5.8/10
Senior Film Conservator
A definitive 5.8/10 rating for a film that redefined the boundaries of cult cinema. Riders of the Whistling Skull remains a cornerstone of transgressive art.
If you have a soft spot for old-school serials and don't mind a movie that makes up its own rules as it goes, sure. Give it a watch. If you need logic or, you know, a budget that covers more than two caves and a handful of props, you’re probably going to hate it.
There’s something about the title Riders of the Whistling Skull that just demands you stop scrolling and click play. It sounds like a comic book from the thirties, and honestly, the movie delivers exactly that kind of energy.

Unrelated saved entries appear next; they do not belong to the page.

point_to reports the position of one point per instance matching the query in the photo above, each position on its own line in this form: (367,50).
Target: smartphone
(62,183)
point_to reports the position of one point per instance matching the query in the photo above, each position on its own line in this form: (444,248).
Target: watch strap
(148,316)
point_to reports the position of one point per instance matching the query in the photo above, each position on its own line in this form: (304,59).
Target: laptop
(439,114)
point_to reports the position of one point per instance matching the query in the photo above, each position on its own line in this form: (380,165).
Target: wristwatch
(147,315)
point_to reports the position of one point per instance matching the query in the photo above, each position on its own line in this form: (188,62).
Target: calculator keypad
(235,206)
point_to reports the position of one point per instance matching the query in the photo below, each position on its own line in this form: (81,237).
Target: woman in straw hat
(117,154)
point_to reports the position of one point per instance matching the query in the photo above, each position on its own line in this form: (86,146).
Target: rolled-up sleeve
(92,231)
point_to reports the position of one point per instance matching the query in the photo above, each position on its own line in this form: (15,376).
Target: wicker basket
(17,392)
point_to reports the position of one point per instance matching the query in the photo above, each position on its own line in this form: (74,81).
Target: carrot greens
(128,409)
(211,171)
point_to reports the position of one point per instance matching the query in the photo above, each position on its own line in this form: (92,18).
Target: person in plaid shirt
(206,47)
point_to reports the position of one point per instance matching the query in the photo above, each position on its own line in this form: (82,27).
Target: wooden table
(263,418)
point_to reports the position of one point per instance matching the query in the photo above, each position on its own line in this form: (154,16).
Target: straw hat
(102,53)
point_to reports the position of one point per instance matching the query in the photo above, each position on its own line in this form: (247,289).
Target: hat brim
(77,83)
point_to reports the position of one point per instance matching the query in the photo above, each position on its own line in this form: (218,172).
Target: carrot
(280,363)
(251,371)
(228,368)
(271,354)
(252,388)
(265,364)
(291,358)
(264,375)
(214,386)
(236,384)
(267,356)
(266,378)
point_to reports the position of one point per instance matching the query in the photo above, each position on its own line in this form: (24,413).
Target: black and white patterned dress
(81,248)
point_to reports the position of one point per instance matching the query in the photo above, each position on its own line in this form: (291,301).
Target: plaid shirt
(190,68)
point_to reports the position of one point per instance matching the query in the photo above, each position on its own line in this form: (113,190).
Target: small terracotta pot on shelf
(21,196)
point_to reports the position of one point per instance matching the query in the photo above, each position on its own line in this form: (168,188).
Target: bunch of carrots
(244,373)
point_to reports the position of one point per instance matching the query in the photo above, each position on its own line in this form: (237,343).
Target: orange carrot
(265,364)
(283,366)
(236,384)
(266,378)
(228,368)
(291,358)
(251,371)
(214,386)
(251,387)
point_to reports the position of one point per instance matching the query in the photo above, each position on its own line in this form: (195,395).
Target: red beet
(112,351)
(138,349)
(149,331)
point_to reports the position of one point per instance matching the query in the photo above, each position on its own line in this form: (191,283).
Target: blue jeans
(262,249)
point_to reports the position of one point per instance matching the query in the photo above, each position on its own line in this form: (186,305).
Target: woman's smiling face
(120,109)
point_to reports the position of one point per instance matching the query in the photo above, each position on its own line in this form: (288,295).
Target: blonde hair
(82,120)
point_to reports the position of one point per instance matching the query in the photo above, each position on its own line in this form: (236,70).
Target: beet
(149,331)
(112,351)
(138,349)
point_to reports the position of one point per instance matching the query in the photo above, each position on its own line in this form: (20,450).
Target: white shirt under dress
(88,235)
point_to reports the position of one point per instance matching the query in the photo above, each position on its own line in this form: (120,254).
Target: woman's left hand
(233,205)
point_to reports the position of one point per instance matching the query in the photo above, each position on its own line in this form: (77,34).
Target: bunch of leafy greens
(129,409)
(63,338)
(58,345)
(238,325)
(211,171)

The whole thing feels like a fever dream you’d have after eating too much cheese before bed. The Mesquiteers show up, there’s some archeology talk that makes zero sense, and suddenly everyone is wandering through a labyrinthine city of gold.
The cinematography is weirdly moody for a western. Most of these films look like they were shot at noon in a parking lot, but here, everything is draped in shadows and low-light mystery. It almost feels like a horror movie that lost its way on the set of Somewhere in Sonora.
There is a moment near the middle where they enter a cave, and the silence is just... loud. It goes on for way too long. I’m pretty sure I could hear the camera operator breathing. It was great.
It’s not as polished as Something to Sing About, but that’s the charm. It feels like a bunch of people just decided to make a movie about a ghost city because why not? No studio executive was probably watching the monitors.
I found myself wondering if they ever actually found anything of value, or if the whole gold city thing was just a hallucination brought on by heat stroke. The movie doesn't really care, and honestly, I stopped caring about twenty minutes in. I just wanted to see if the whistling skull actually whistled.